Resurrection---for now or later? Kind of like when a server asks you, "Sweet or unsweet?" in reference to iced tea...Would you prefer your resurrection now or later? Or maybe you would like it both now and later on. You really can have resurrection now, in this life, today....and later, when you die. For, you see, resurrection happens continuously throughout life and we just do not recognize it for what it is.
Like the time I had the flu, years ago before flu shots were so popular. I remember I was a school teacher and stayed home an entire week with it, something I never did when I was a teacher. I may have called in sick now and then because I needed a mental health day but when I was ill I tried to get better and get back to work. So, I had the flu and suffered through a week of chills, fever, coughing, sore throat, general malaise, and in the middle of it thinking...."I could get well or I could die, and right now I really do not care which happens." It was that severe and I was just staying at home, alone during the day because my wife worked too and we needed both of our incomes to survive, and spending much of the day on my back in bed, moaning with pain when I was not asleep.
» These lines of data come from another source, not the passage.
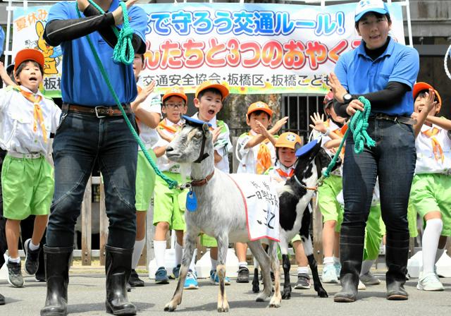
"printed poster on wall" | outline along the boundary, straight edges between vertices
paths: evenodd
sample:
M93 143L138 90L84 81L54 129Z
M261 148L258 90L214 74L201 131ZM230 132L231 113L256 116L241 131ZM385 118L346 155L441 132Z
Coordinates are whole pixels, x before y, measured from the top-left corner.
M74 3L75 5L75 3ZM322 95L342 54L357 47L355 3L321 7L276 4L149 4L144 69L159 92L194 92L206 80L231 93ZM13 51L37 48L46 58L43 88L59 96L59 47L42 38L50 6L14 11ZM389 5L390 36L404 44L402 6Z

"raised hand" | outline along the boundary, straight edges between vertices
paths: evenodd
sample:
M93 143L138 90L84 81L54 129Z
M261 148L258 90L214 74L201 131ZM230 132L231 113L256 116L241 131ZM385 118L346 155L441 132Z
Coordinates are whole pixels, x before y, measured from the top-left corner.
M320 116L318 112L314 113L313 116L310 116L310 119L313 123L313 124L309 125L311 128L323 134L326 132L327 128L324 125L324 116L323 114Z
M345 87L341 85L341 83L337 78L337 75L330 73L328 75L329 78L329 87L332 89L332 92L333 92L333 97L340 103L343 103L345 100L343 99L343 96L347 93L347 91Z

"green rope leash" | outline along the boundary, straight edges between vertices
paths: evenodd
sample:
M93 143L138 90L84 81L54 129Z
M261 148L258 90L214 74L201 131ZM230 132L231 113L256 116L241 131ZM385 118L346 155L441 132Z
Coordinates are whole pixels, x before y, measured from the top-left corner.
M102 14L105 13L105 11L97 5L92 0L89 0L89 3L92 4L98 11ZM122 7L122 13L123 16L123 24L121 32L118 30L115 25L111 25L113 32L118 37L118 43L114 47L114 51L113 53L113 59L116 63L122 63L125 65L130 65L133 63L133 59L135 59L135 51L133 50L133 46L132 45L132 39L133 38L133 29L130 28L130 23L128 21L128 12L127 11L127 6L123 1L119 2L119 5ZM77 11L78 12L78 6L77 6Z
M91 2L91 4L94 4L92 0L89 0L89 2ZM125 6L125 4L123 3L121 3L121 4L123 4ZM77 4L75 4L75 8L77 9L77 13L78 14L78 17L81 18L81 13L80 13L80 10L78 10L78 6L77 5ZM122 7L122 10L123 12L127 12L127 8L126 7L124 8L123 6ZM125 19L125 17L124 17L124 19ZM128 18L127 18L127 20L128 20ZM176 188L178 186L177 181L171 179L171 178L166 176L163 173L161 173L161 171L160 171L160 170L158 169L158 166L156 166L156 164L155 164L152 158L149 154L149 152L147 152L146 147L144 146L144 143L140 138L140 136L138 136L138 134L136 133L136 130L135 130L135 128L132 126L132 123L130 123L130 120L127 117L127 114L125 114L125 111L124 111L124 109L122 107L122 104L121 104L121 101L119 100L119 98L118 97L117 95L116 94L116 92L114 91L114 89L113 88L113 86L111 85L111 83L108 78L108 75L106 75L106 71L105 71L105 68L104 67L104 65L101 63L101 61L100 60L100 58L99 57L99 54L96 51L94 47L94 45L92 44L92 42L91 42L91 39L89 36L86 35L86 37L87 38L87 41L89 43L89 47L91 47L91 50L92 51L94 57L95 58L96 62L97 63L97 66L100 69L101 75L104 77L104 79L106 83L108 89L110 90L110 92L111 93L111 95L113 96L113 98L114 99L116 104L118 105L118 107L121 110L121 113L122 113L122 116L124 117L124 119L125 120L125 123L127 123L127 126L128 126L128 128L130 129L130 132L133 135L135 140L137 142L138 145L140 145L140 147L141 147L141 150L142 150L142 152L144 153L146 159L147 159L150 165L152 166L152 168L155 171L155 174L156 174L156 175L158 175L160 178L164 180L164 181L166 183L168 183L168 186L169 186L169 188L172 189L172 188ZM119 44L119 42L118 42L118 44ZM133 50L133 47L132 47L132 50ZM135 56L134 52L132 54L132 56Z
M374 147L376 145L376 142L366 132L366 129L368 128L368 118L371 112L371 104L364 97L359 97L359 101L364 104L364 111L357 111L351 118L349 128L346 130L346 133L345 133L343 138L341 140L341 142L337 149L335 154L333 155L327 169L318 180L319 186L323 184L324 179L330 176L330 172L337 163L338 155L345 145L350 130L352 132L352 138L354 142L354 152L356 154L360 154L363 152L365 145L368 147Z

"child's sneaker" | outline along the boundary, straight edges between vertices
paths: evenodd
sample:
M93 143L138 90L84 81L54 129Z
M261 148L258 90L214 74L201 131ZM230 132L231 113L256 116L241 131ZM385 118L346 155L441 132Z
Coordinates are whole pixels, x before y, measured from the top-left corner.
M197 274L196 272L193 272L192 270L188 270L188 274L186 276L183 288L185 290L197 290L199 288Z
M35 250L30 249L31 238L28 238L24 243L24 250L25 252L25 270L28 274L35 274L39 267L39 253L40 248Z
M326 265L324 266L321 280L323 283L338 283L337 270L333 265Z
M420 275L416 288L420 291L443 291L443 284L434 272Z
M11 262L8 260L8 283L15 288L21 288L25 284L23 276L22 276L22 269L20 262Z
M169 279L172 279L173 280L178 279L180 273L180 265L177 265L177 267L172 269L172 274L169 276Z
M219 276L216 270L210 271L210 281L214 284L219 284ZM230 285L230 280L227 276L224 278L224 285Z
M295 286L297 290L309 290L310 289L310 278L309 274L305 273L299 273L297 274L297 283Z
M377 285L381 284L381 280L374 276L369 271L360 276L360 281L365 285Z
M168 272L164 267L160 267L155 272L155 283L157 284L168 284L169 283Z
M337 275L337 279L340 279L340 272L341 272L341 263L333 262L333 267L335 268L335 274Z

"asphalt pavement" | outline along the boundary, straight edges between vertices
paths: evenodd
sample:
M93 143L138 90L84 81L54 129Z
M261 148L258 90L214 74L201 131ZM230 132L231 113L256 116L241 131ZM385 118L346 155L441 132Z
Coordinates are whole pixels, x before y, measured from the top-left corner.
M359 292L358 300L352 303L334 303L332 297L340 291L339 284L323 284L329 294L328 298L320 298L313 286L309 290L292 290L291 299L283 300L280 308L269 308L268 301L255 302L256 294L251 284L237 284L226 286L230 315L426 315L445 316L451 315L451 278L440 279L445 286L443 292L425 292L416 290L417 279L407 281L406 289L409 298L407 301L389 301L385 298L385 283L383 270L374 271L382 282L368 286ZM138 315L163 315L163 308L175 288L175 281L156 285L144 273L140 273L146 282L143 288L135 288L129 298L137 308ZM292 270L291 281L294 287L295 269ZM199 279L198 290L187 290L183 293L181 305L173 312L176 315L211 315L216 314L218 286L207 279ZM282 281L283 279L282 279ZM261 288L262 288L261 286ZM46 296L45 283L35 281L33 276L25 276L25 286L11 287L6 280L0 281L0 293L6 297L6 304L0 305L0 315L38 315L44 305ZM101 267L73 267L70 270L68 290L68 312L70 315L107 315L105 312L105 277Z

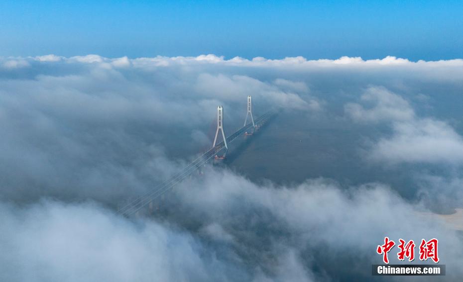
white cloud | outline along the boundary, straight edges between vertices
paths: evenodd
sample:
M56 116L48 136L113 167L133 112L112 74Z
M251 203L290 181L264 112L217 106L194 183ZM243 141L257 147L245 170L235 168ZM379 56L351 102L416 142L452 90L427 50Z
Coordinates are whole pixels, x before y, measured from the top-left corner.
M1 66L5 69L19 69L28 67L30 65L27 60L23 59L9 59L3 62Z
M345 111L358 122L386 122L393 133L375 142L368 151L371 160L397 163L463 163L463 138L446 123L433 118L419 118L408 102L384 88L372 87L361 97L365 109L349 103Z
M34 59L40 62L59 62L63 59L65 59L65 58L53 54L50 54L44 56L37 56L35 57Z
M463 138L445 122L425 118L397 122L390 138L381 138L369 158L395 163L463 163Z
M406 100L383 87L370 87L360 97L361 100L373 104L364 108L356 103L348 103L345 111L352 119L360 122L409 120L415 113Z

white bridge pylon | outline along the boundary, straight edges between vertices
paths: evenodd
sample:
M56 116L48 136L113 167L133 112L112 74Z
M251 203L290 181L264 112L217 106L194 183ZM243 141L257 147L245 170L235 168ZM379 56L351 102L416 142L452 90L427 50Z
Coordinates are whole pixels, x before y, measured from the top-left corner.
M225 132L224 132L224 107L222 105L219 106L217 108L217 130L216 131L216 137L214 139L214 144L212 145L213 148L216 147L216 143L217 142L217 136L219 136L219 130L222 132L222 138L224 138L224 143L225 144L225 153L224 153L224 155L222 157L218 157L216 155L216 158L225 159L229 147L227 145L227 138L225 137Z
M254 127L254 130L255 131L255 124L254 123L254 117L252 116L252 97L250 95L247 96L247 112L246 113L246 118L244 119L244 124L243 126L246 126L246 123L247 122L247 117L251 116L251 121L252 122L252 126ZM244 133L245 135L251 135L252 133Z

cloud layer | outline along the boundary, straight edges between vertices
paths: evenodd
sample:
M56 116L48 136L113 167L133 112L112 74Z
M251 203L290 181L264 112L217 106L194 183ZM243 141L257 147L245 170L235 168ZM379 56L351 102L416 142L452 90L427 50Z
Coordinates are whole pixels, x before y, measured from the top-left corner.
M462 75L393 57L0 58L1 280L369 281L385 236L438 238L457 279L461 238L423 214L463 202ZM278 121L154 215L114 215L210 147L219 104L242 126L247 95Z

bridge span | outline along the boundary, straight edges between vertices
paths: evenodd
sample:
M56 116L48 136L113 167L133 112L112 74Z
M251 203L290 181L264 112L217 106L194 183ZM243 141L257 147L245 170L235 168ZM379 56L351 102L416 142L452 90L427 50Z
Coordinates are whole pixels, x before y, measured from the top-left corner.
M249 109L249 106L250 99L248 97L248 112L247 114L249 113L249 112L250 110ZM255 120L253 119L252 123L250 123L246 125L246 121L245 121L244 126L226 137L221 142L216 144L217 134L219 132L220 128L222 130L223 136L224 137L225 136L222 127L223 125L223 116L222 115L223 114L223 108L222 108L221 106L220 106L219 108L218 109L218 128L213 147L192 162L181 172L174 175L167 181L161 183L160 185L154 188L151 191L118 209L117 214L128 217L135 215L139 211L145 208L147 206L149 206L150 208L152 208L153 201L171 189L174 188L175 185L183 181L189 176L193 174L195 172L197 171L200 168L206 164L210 160L213 158L225 158L225 154L227 153L227 150L228 149L228 144L230 144L240 135L243 134L252 134L251 132L254 132L255 130L258 130L262 125L276 114L276 111L269 111L256 118ZM246 114L246 120L247 118L247 114ZM252 118L252 113L251 113L251 114ZM224 149L225 152L224 153L223 156L219 156L218 154L223 150L224 150Z

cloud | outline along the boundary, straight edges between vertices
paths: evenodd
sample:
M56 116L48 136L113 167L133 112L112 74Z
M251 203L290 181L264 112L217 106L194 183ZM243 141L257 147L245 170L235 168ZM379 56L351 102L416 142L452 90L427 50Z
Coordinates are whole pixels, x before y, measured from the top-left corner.
M370 281L364 266L380 262L385 235L438 238L446 278L462 274L461 239L422 212L437 194L446 212L461 203L461 60L47 55L0 66L0 280ZM205 168L151 217L114 215L210 147L219 104L226 132L241 126L248 94L255 116L286 110L258 142L232 144L243 159Z
M218 261L187 233L153 221L137 225L94 204L44 201L20 208L2 203L0 209L3 281L227 281L245 277Z
M410 120L415 117L415 112L406 100L384 87L368 88L360 100L373 104L373 107L365 109L356 103L348 103L344 106L346 113L355 121Z
M463 162L463 138L446 123L423 119L393 125L394 135L382 138L370 158L388 163Z
M446 122L416 116L407 100L384 88L370 87L360 99L373 105L365 109L358 103L346 104L346 113L354 121L392 124L392 135L374 142L368 159L389 164L463 161L463 138Z

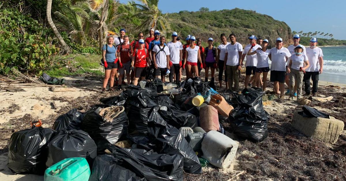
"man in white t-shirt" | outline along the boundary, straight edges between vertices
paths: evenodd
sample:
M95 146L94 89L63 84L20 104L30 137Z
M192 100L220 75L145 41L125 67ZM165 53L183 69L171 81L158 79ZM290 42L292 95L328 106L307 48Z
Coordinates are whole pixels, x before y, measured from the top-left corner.
M293 36L293 44L291 44L288 46L287 47L287 49L288 49L288 51L290 51L290 53L291 53L291 54L293 55L295 54L294 52L294 49L297 47L298 45L300 44L299 44L299 41L300 41L300 36L298 34L295 34L294 36ZM302 46L303 47L303 54L306 55L306 48L305 47ZM289 74L286 73L286 76L285 77L285 82L286 82L286 84L287 85L287 86L289 87L290 87L290 76L289 75ZM294 96L297 96L297 84L296 84L295 86L294 86ZM285 94L286 95L288 95L290 94L290 89L289 89L287 91L286 91Z
M228 90L232 92L239 91L239 76L242 69L240 63L243 54L243 46L237 42L236 35L233 33L229 35L231 43L226 47L225 56L224 69L227 72L228 78ZM234 80L234 87L232 86Z
M246 53L249 51L249 50L252 49L251 52L253 52L257 50L258 48L262 48L262 47L260 45L257 44L256 41L257 38L254 35L251 35L249 37L249 41L250 44L248 44L245 47L244 49L244 51L243 52L243 56L242 57L242 63L240 65L243 66L243 62L244 61L245 56L246 57L246 61L245 62L245 65L246 69L245 71L246 76L245 77L245 87L247 88L249 84L249 80L250 79L250 76L252 74L253 76L251 78L250 82L252 82L254 80L255 78L255 73L256 70L256 67L257 66L257 56L256 54L252 55L246 55ZM260 81L257 82L258 83L257 87L260 87ZM255 86L254 85L254 86Z
M170 50L170 82L173 82L173 75L175 75L175 82L178 83L180 79L180 72L182 64L183 58L183 44L177 40L178 33L173 32L172 33L172 41L167 43L167 47Z
M312 80L312 96L317 95L319 75L323 71L323 53L321 49L316 46L318 43L317 38L312 38L310 40L310 47L306 49L306 55L310 66L305 70L306 73L303 78L305 95L310 94L310 77Z
M270 49L269 58L272 61L270 68L270 81L274 82L274 91L280 94L283 99L285 95L285 76L286 63L291 57L288 49L282 46L282 39L278 38L275 42L276 47ZM279 91L280 89L280 91Z
M165 76L170 67L170 50L165 45L166 37L160 37L160 44L154 46L153 49L153 62L155 67L155 76L161 75L161 80L165 82Z

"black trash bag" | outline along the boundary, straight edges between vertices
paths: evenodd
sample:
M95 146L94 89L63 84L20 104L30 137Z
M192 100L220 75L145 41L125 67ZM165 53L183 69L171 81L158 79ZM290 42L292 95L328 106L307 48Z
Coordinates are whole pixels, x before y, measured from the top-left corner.
M43 175L48 144L55 131L35 127L12 134L8 144L7 166L13 173Z
M125 111L112 117L111 122L107 121L99 114L100 109L98 109L99 107L103 109L107 107L97 105L88 110L84 114L82 122L82 130L95 141L99 153L104 153L108 143L115 144L126 137L128 133L129 121Z
M112 96L101 99L100 99L100 101L109 106L121 105L125 107L126 101L126 98L125 96L121 95Z
M77 109L71 109L56 118L52 129L57 131L62 129L67 130L82 129L83 114Z
M160 110L159 113L167 123L177 128L184 127L193 128L198 126L197 118L191 113L170 108L167 111Z
M45 73L43 73L39 79L45 83L50 85L62 85L65 83L65 79L59 79L56 77L51 77Z
M83 157L90 166L97 154L97 147L86 132L81 130L60 130L48 144L46 165L49 167L67 158Z
M324 118L329 119L329 114L307 105L303 106L303 111L298 112L299 115L308 118Z
M260 142L268 136L270 119L263 109L263 92L260 89L244 89L242 92L233 94L232 102L237 107L229 114L230 126L236 135Z

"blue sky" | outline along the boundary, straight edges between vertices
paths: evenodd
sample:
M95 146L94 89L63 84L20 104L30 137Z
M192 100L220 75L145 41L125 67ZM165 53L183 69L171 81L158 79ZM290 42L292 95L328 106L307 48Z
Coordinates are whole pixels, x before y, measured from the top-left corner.
M122 3L128 1L120 0ZM158 6L164 13L183 10L195 11L202 7L208 8L211 11L235 8L254 10L284 21L292 31L331 33L335 39L346 40L344 0L161 0Z

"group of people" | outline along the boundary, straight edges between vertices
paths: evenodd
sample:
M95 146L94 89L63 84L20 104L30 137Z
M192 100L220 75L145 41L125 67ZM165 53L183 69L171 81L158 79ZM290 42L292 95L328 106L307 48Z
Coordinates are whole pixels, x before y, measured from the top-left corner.
M298 34L293 37L293 44L288 48L283 46L282 39L278 38L275 47L271 49L268 49L267 39L257 39L252 35L248 37L249 44L243 49L233 33L228 37L230 42L227 42L225 34L221 34L221 43L217 47L213 46L212 38L208 39L208 46L203 47L200 38L191 35L186 37L186 43L183 45L176 32L172 33L172 41L166 43L166 37L152 28L145 39L143 33L140 32L138 39L130 43L125 29L120 30L119 34L117 37L108 36L107 44L102 48L101 61L105 72L103 92L110 78L110 90L115 90L115 80L117 89L120 89L122 84L125 84L125 72L127 84L137 85L139 80L145 79L147 68L151 67L154 68L155 77L160 76L163 82L165 82L166 75L169 74L170 82L176 83L181 81L182 70L186 70L188 78L200 77L201 70L204 68L205 80L207 81L210 69L210 80L213 82L215 70L218 69L220 87L222 87L224 72L226 89L238 91L240 70L246 58L246 88L252 85L262 87L265 92L270 70L270 81L274 82L274 91L280 95L280 98L283 99L285 93L285 82L289 87L286 94L289 95L290 99L296 97L299 100L302 97L303 82L306 94L309 95L311 91L313 96L316 95L319 75L322 72L323 54L322 50L316 47L317 39L311 38L310 47L306 48L299 44L300 37ZM260 76L262 73L263 81ZM310 79L313 81L312 91Z

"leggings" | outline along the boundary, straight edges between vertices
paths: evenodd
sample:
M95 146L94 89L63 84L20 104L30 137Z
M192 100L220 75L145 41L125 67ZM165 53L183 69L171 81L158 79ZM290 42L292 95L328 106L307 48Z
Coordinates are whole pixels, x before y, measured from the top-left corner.
M221 81L222 80L222 74L224 72L224 63L225 63L225 61L223 60L219 60L219 62L218 63L218 65L219 67L219 81ZM225 82L228 81L228 80L227 80L227 73L226 72L226 70L225 71Z
M169 74L170 82L173 82L173 73L175 74L175 82L177 82L179 81L179 77L180 76L179 72L180 69L180 66L179 65L179 63L174 63L173 64L173 66L171 67L171 70L170 70L170 71L171 71Z

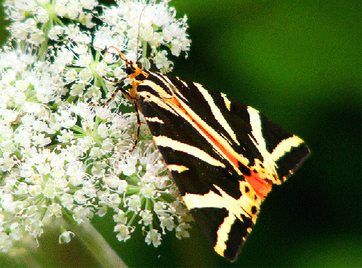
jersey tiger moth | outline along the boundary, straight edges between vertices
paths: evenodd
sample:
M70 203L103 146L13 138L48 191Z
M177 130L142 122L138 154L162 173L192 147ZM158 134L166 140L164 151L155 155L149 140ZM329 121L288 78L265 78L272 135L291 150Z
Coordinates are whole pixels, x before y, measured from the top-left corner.
M144 116L183 200L214 250L236 260L273 184L308 156L303 141L223 93L127 60L128 75L105 78ZM129 91L120 84L130 78ZM135 144L137 143L135 143Z

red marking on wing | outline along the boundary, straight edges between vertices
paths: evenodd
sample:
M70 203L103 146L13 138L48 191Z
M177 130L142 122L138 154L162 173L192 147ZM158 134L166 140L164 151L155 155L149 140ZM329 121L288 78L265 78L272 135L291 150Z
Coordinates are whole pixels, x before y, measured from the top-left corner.
M257 173L252 173L250 176L245 176L246 181L252 187L262 200L271 191L271 184L262 179Z

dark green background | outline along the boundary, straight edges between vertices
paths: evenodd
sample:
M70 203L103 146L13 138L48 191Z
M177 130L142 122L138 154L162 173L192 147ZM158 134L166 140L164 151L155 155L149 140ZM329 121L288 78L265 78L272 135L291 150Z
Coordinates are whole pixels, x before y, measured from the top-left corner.
M175 60L172 74L260 110L304 139L312 156L273 187L232 264L213 253L197 228L190 239L170 234L154 248L140 233L115 241L110 218L109 225L95 218L96 225L133 267L361 266L360 1L170 5L179 17L187 14L193 40L188 59ZM91 265L76 243L62 248L61 260L50 260L56 253L47 252L44 265Z

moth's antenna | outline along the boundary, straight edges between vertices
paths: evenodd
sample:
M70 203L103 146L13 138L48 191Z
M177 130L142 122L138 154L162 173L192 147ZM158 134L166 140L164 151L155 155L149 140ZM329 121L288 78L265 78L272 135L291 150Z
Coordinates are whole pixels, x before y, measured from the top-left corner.
M138 34L137 35L137 59L136 59L136 61L138 60L138 49L139 48L138 47L139 44L139 29L140 29L140 25L141 25L141 16L142 15L142 12L143 10L144 10L144 8L146 8L146 7L147 6L147 5L144 6L142 8L142 10L141 10L141 13L139 13L139 18L138 19Z

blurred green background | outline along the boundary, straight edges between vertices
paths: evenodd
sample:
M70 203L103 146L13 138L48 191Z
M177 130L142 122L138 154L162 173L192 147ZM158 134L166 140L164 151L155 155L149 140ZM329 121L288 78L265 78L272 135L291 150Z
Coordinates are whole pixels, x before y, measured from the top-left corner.
M132 267L361 267L361 1L179 0L170 6L179 17L188 15L193 41L188 58L174 60L172 75L259 110L305 140L312 155L273 187L232 264L197 227L190 239L169 234L154 248L140 232L116 241L110 217L95 218L96 226ZM57 234L50 237L57 241ZM77 243L43 251L43 266L96 265Z

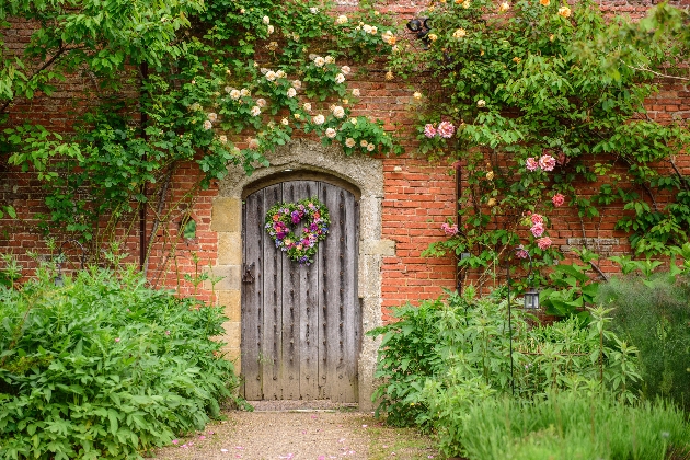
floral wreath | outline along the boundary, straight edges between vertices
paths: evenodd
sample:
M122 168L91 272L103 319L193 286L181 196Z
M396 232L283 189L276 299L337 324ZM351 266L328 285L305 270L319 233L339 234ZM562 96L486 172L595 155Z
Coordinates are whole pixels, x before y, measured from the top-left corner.
M304 220L304 229L297 237L292 231ZM300 264L312 264L318 243L329 233L331 217L326 206L317 198L297 203L278 203L266 212L265 229L276 248L287 252L288 257Z

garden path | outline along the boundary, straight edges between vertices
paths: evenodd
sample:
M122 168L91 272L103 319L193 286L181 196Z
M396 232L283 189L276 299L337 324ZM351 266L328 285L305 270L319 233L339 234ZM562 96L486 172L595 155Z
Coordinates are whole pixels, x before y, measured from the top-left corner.
M203 433L158 449L170 460L329 460L437 458L433 441L391 428L348 407L298 410L260 403L255 412L227 411Z

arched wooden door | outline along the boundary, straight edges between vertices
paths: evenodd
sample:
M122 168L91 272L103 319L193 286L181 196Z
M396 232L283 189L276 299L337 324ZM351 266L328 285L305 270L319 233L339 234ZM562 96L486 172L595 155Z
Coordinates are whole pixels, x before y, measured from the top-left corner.
M306 266L275 248L264 221L276 203L314 196L326 205L331 228L314 263ZM241 347L248 400L357 402L358 205L344 188L303 180L245 198Z

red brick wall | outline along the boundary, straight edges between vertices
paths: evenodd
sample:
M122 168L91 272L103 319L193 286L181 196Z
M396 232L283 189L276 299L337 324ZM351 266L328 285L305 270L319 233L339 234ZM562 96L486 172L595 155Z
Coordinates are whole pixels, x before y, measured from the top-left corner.
M682 0L688 4L690 0ZM606 11L630 12L640 16L651 2L608 2ZM347 7L342 7L347 11ZM404 24L422 9L412 1L389 1L387 10L395 12L400 23ZM26 39L26 34L18 31L16 41ZM357 69L354 69L357 70ZM405 302L418 303L422 299L436 298L442 288L452 289L456 285L456 268L452 257L425 258L421 253L427 245L444 238L440 225L456 218L456 176L453 168L446 163L432 163L415 158L415 141L411 135L413 118L410 100L414 89L396 80L383 78L386 69L368 69L366 77L350 82L350 88L361 90L361 101L354 107L355 115L370 115L386 122L389 130L407 133L405 142L407 153L401 158L382 158L384 171L384 197L382 202L382 238L395 241L395 255L384 257L382 271L382 297L384 320L390 319L390 309ZM69 129L65 118L66 107L73 101L81 100L89 82L74 77L59 88L58 93L48 99L36 99L31 103L18 101L12 108L15 120L24 117L41 120L49 127ZM690 119L690 85L678 81L667 82L664 90L647 101L649 117L666 122L674 118ZM599 160L600 161L600 160ZM690 173L687 157L678 159L679 166ZM667 168L668 165L663 165ZM169 205L163 212L169 212L165 223L157 229L157 240L152 245L149 260L149 278L156 286L179 289L181 295L195 294L192 283L184 279L185 274L193 275L196 269L206 269L217 257L217 235L210 230L211 203L217 196L217 187L208 191L194 191L199 171L193 163L182 164L172 176L169 191ZM0 221L0 252L15 254L27 267L35 266L28 257L28 251L47 254L45 240L35 229L33 215L42 210L42 193L28 176L5 169L2 177L2 198L12 204L20 212L20 219ZM462 184L465 186L467 184ZM585 186L585 194L594 194L599 184ZM147 211L147 240L153 229L157 200L150 191L151 203ZM45 210L44 210L45 211ZM179 237L179 225L185 214L189 214L197 223L196 238L183 241ZM572 207L560 208L549 214L552 220L550 235L560 246L567 245L568 238L618 238L620 244L609 248L612 253L629 250L626 235L613 230L622 209L616 206L606 208L596 219L585 219L580 223ZM501 219L497 219L497 225ZM584 233L583 233L584 227ZM124 242L123 250L129 252L131 262L139 256L139 234L136 216L123 222L117 231ZM525 229L527 234L527 229ZM60 235L55 235L60 240ZM193 262L194 254L199 257ZM603 264L605 271L614 269ZM27 272L28 273L28 272ZM197 290L196 295L210 299L208 290Z

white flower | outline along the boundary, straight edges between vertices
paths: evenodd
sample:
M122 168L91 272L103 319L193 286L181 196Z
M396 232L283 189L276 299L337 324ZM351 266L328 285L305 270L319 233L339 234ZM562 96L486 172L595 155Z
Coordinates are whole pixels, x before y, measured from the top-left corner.
M345 116L345 108L336 105L335 107L333 107L333 116L336 118L343 118Z
M464 28L458 28L456 32L452 33L452 37L453 38L462 38L467 35L467 31Z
Then....I got well. That gnarly old flu germ finally gave up on me and I began to feel as normal and I could feel. (What is normal, after all?) I was resurrected from my bed of death and brought back to life, just like in the story of Lazarus that we will read this week in worship as we observe All Saints Day (or Totenfest, as we call it in German). Lazarus was Jesus' best friend in the world, along with his two sisters, Mary and Martha. In fact, some Bible scholars think it refers to Lazarus in John's Gospel when it mentions "the disciple whom Jesus loved". So, Jesus was very close to Lazarus and hated it when he got the news that he had died. In fact, he hated it so much that "Jesus wept." Jesus wept when he encountered others weeping over the death of his good friend. He saw their pain and knew he would work a miracle to end the reason for their pain but at the time he knew how much they were hurting because he hurt too.
Jesus had told Lazarus' sister Mary when he was talking to her after he arrived at Bethany, "I am the resurrection and the life. Those who believe in me, even though they die, will live." (John 11:25) Now, the resurrection was standing with them in their time of grief and weeping with them. Soon, he would work a miracle that would end their time of weeping but for the moment he sympathized with them and was with them in their pain. Sure enough, Jesus called Lazarus out of his tomb and, all mummy-like, he hobbled out and was unwrapped and was back in the land of the living.
On All Saints Day we remember those whom we said goodbye to during the past year and think about them again. In the church setting, we remember their lives in relation to the church and how they were involved in their church. We also remember the good and kind things they did and how their lives reflected the love of God in the world around them. We remember and we trust....trust in the promise of Jesus being the resurrection and the life and that he promised to all who believed in him that they would live. So, the saints whose names we call aloud are alive even as we say their names. That is true and sure and a promise based upon the goodness of God and the love of Christ that lives in our hearts.
So, know that resurrection is a part of daily living. We experience it each morning when we wake up and have our coffee and come back to life. We experience it each time we are ill and recover and find life to be meaningful again. We experience it each time we see a sunset, a butterfly, a singing bird, a jumping whale, or anything else that is alive and reflecting something about the goodness of life and living to us. Resurrection is not just an Easter event. It is a daily event and we saw it in the lives of those whom we remember who are not gone on to have it as their reality in a world we can only imagine. We know it now, though, because it is also part of our world. We just need to recognize it as we open our eyes and ears to life around us.